TIDAK ADA WAKTU YANG LEBIH BAIK UNTUK MELUCUTI HEZBOLLAH

Penulis David Schenker adalah Peneliti Senior Taube di The Washington Institute dan direktur Program Rubin tentang Politik Arab. 

Source From TWI Expert Opinion

“Dengan kelompok tersebut dan para pelindungnya dari Iran berada pada titik terlemahnya dalam beberapa dekade, Beirut memiliki peluang nyata untuk memulihkan kedaulatannya, tetapi menunggu “dialog nasional” yang sia-sia lainnya mungkin akan menutup peluang tersebut.”

 

Media www.rajawalisiber.com – Minggu lalu, Presiden Lebanon Joseph Aoun mengumumkan bahwa Beirut tidak akan melucuti senjata milisi Syiah Hizbullah yang didukung Iran sebagai bagian dari upayanya untuk mendapatkan monopoli negara atas persenjataan. Sebaliknya, Aoun mengatakan Hizbullah akan diyakinkan untuk menyerahkan persenjataannya sendiri, melalui dialog dan negosiasi. Selain itu, presiden menyarankan pasukan milisi tersebut kemudian dapat diintegrasikan ke dalam Angkatan Bersenjata Lebanon (LAF). Pendekatan ini, yang menghindari potensi pertikaian berdarah, tidak akan dapat diterima oleh AS dan Israel, dan pada akhirnya akan merusak kemajuan yang diharapkan telah dicapai Lebanon untuk menegaskan kembali kedaulatannya.

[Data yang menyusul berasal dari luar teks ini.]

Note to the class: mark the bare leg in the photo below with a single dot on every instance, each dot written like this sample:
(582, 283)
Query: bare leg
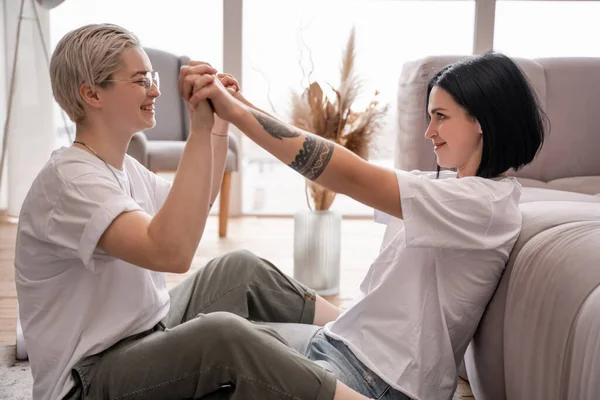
(343, 392)
(325, 312)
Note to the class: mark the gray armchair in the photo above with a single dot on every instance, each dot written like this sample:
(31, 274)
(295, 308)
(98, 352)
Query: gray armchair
(159, 149)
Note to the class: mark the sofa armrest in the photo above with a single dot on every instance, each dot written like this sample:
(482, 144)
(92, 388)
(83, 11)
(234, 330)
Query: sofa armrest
(138, 148)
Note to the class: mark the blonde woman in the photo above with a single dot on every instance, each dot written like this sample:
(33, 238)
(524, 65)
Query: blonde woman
(98, 232)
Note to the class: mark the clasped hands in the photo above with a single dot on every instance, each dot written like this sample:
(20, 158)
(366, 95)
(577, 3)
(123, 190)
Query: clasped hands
(208, 92)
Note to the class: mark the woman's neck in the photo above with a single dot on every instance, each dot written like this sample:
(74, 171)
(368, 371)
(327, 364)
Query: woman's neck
(108, 147)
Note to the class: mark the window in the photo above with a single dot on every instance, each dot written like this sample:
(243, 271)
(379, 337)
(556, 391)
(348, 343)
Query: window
(388, 33)
(547, 28)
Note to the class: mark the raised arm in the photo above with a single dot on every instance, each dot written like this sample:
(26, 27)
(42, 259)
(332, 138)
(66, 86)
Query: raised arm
(323, 161)
(315, 158)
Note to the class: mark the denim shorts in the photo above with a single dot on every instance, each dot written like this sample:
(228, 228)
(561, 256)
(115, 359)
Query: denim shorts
(337, 358)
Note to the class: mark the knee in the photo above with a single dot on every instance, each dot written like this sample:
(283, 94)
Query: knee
(246, 263)
(223, 329)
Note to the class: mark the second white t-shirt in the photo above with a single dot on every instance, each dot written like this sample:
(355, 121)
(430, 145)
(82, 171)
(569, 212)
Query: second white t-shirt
(438, 267)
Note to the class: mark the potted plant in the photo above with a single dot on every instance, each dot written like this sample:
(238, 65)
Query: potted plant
(331, 113)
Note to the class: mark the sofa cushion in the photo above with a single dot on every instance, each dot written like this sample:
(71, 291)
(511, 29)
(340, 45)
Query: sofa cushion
(530, 194)
(579, 184)
(484, 359)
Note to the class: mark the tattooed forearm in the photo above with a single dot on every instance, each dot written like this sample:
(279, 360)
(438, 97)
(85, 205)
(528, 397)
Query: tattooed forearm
(312, 160)
(274, 128)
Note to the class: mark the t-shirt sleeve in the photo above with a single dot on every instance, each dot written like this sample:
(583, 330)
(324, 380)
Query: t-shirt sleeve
(468, 213)
(84, 210)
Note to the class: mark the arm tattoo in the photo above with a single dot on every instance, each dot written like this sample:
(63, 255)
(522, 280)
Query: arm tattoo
(274, 128)
(313, 158)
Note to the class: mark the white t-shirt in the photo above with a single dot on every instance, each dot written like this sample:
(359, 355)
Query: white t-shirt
(424, 295)
(74, 299)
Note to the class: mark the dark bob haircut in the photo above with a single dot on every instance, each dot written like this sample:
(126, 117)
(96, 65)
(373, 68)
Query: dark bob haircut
(493, 90)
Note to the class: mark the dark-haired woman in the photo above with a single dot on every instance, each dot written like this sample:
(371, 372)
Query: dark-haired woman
(449, 234)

Tidak diragukan lagi, Presiden Aoun berada dalam posisi yang sulit. Dalam gencatan senjata Desember 2024 yang mengakhiri perang Hizbullah-Israel, pemerintah Lebanon setuju untuk melaksanakan Resolusi Dewan Keamanan Perserikatan Bangsa-Bangsa 1701 dan 1559, yang mengharuskan pelucutan senjata semua milisi di negara tersebut. Sementara itu, Hizbullah setuju untuk memindahkan perangkat keras dan personel militernya ke daerah di atas Sungai Litani, tetapi menolak demiliterisasi di tempat lain.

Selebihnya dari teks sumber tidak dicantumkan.